<h1> Meeting OpenAi </h1>
<h5><i>Extending keyword extraction to other models</i></h5>








**Discuss and consider with your fellow students what the difference between zero-shot learning and few-shot learning might be when using Large Language Models?**

**Answer:**

**Few shot learning** tries to imitate the human ability to recognize new items from a class of similar items with only a few examples. Traditional learning models use large amounts of data for training. This reduces the cost of building a large labeled dataset. Further, they are able to learn about rare data, where only a few examples are available.

**Zero-shot learning**, is when a model is able to learn from data, without ever having access to it. (0-shot).

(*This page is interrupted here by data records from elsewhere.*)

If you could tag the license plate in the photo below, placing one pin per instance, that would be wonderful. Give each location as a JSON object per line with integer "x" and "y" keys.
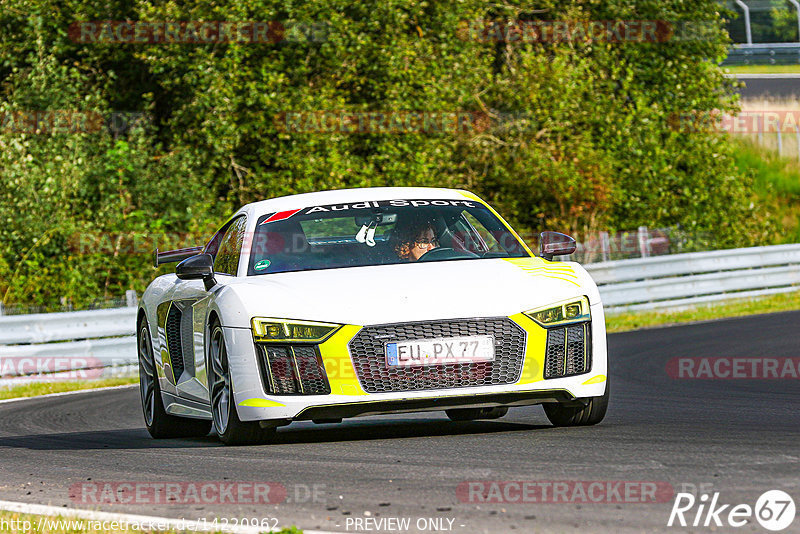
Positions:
{"x": 440, "y": 351}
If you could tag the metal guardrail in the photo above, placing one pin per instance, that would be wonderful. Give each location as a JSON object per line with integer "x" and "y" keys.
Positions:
{"x": 46, "y": 343}
{"x": 43, "y": 343}
{"x": 682, "y": 280}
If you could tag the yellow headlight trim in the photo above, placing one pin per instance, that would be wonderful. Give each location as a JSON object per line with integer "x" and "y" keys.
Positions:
{"x": 561, "y": 313}
{"x": 269, "y": 330}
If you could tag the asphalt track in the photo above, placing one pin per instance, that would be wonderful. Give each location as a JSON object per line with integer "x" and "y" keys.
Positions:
{"x": 739, "y": 437}
{"x": 769, "y": 86}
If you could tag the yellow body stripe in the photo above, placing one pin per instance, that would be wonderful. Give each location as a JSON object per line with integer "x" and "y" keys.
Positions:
{"x": 336, "y": 359}
{"x": 595, "y": 380}
{"x": 542, "y": 267}
{"x": 535, "y": 348}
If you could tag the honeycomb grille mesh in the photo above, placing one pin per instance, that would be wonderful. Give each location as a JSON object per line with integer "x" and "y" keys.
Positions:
{"x": 312, "y": 375}
{"x": 367, "y": 351}
{"x": 292, "y": 370}
{"x": 569, "y": 351}
{"x": 173, "y": 330}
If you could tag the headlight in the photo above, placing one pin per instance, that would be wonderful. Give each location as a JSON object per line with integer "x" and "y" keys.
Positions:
{"x": 266, "y": 330}
{"x": 566, "y": 312}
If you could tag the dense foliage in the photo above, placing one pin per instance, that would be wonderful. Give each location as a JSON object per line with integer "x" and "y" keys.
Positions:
{"x": 576, "y": 135}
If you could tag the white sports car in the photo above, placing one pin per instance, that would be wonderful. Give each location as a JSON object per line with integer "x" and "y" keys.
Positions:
{"x": 368, "y": 301}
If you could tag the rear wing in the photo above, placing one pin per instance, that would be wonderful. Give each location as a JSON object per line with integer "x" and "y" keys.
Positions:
{"x": 175, "y": 256}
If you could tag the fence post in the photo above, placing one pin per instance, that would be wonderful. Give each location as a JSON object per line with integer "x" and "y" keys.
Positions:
{"x": 760, "y": 131}
{"x": 797, "y": 137}
{"x": 644, "y": 242}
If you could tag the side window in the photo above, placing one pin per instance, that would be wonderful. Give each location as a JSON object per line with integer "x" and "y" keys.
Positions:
{"x": 487, "y": 237}
{"x": 226, "y": 260}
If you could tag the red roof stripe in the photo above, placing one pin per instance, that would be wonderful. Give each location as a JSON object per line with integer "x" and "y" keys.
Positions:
{"x": 281, "y": 215}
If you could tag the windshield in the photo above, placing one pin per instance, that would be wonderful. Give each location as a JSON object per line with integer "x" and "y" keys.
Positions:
{"x": 379, "y": 233}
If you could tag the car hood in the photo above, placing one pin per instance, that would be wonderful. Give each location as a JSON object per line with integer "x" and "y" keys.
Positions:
{"x": 407, "y": 292}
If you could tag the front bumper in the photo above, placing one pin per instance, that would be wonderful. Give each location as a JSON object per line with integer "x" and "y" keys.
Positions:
{"x": 349, "y": 399}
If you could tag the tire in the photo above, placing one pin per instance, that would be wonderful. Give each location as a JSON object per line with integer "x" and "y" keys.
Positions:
{"x": 160, "y": 424}
{"x": 471, "y": 414}
{"x": 589, "y": 414}
{"x": 229, "y": 428}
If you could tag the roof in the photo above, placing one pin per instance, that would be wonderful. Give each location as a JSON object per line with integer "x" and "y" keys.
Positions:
{"x": 343, "y": 196}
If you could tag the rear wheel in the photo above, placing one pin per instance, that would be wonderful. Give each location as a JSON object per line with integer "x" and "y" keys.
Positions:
{"x": 471, "y": 414}
{"x": 590, "y": 413}
{"x": 159, "y": 423}
{"x": 230, "y": 429}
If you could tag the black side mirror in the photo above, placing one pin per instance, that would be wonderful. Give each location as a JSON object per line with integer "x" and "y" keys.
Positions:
{"x": 199, "y": 267}
{"x": 555, "y": 244}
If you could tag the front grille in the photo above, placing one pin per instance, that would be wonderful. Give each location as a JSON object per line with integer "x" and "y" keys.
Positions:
{"x": 292, "y": 370}
{"x": 173, "y": 330}
{"x": 569, "y": 351}
{"x": 368, "y": 353}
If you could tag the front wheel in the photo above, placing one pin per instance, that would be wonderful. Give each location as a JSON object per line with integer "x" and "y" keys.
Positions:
{"x": 230, "y": 429}
{"x": 590, "y": 413}
{"x": 159, "y": 423}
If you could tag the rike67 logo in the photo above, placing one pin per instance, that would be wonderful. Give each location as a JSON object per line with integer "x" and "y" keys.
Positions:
{"x": 774, "y": 510}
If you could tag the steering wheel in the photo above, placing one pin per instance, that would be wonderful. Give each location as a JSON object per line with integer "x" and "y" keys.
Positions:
{"x": 446, "y": 253}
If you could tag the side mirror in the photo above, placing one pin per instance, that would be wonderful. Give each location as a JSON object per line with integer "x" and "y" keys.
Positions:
{"x": 555, "y": 244}
{"x": 199, "y": 267}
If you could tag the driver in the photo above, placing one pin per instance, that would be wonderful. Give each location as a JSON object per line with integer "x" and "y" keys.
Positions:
{"x": 414, "y": 239}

During the first lesson we used Google Colab, and introduced **Co:Here**, which provides API access to NLP models. We gave the model a training_set of sentences, from which we tried to apply **Keyword extraction**. The sentences  were labeled with the correct keyword to extract, in this case the first occurrence of the first name of a human in the sentence.

Further, we loaded a csv file containing tweets about airline companies and labeled with an ordinal variable about the percieved emotion about said airline. We built a training set containing the sentence and the correct emotion, and tried to predict all the other sentences contained in the comma separated values file.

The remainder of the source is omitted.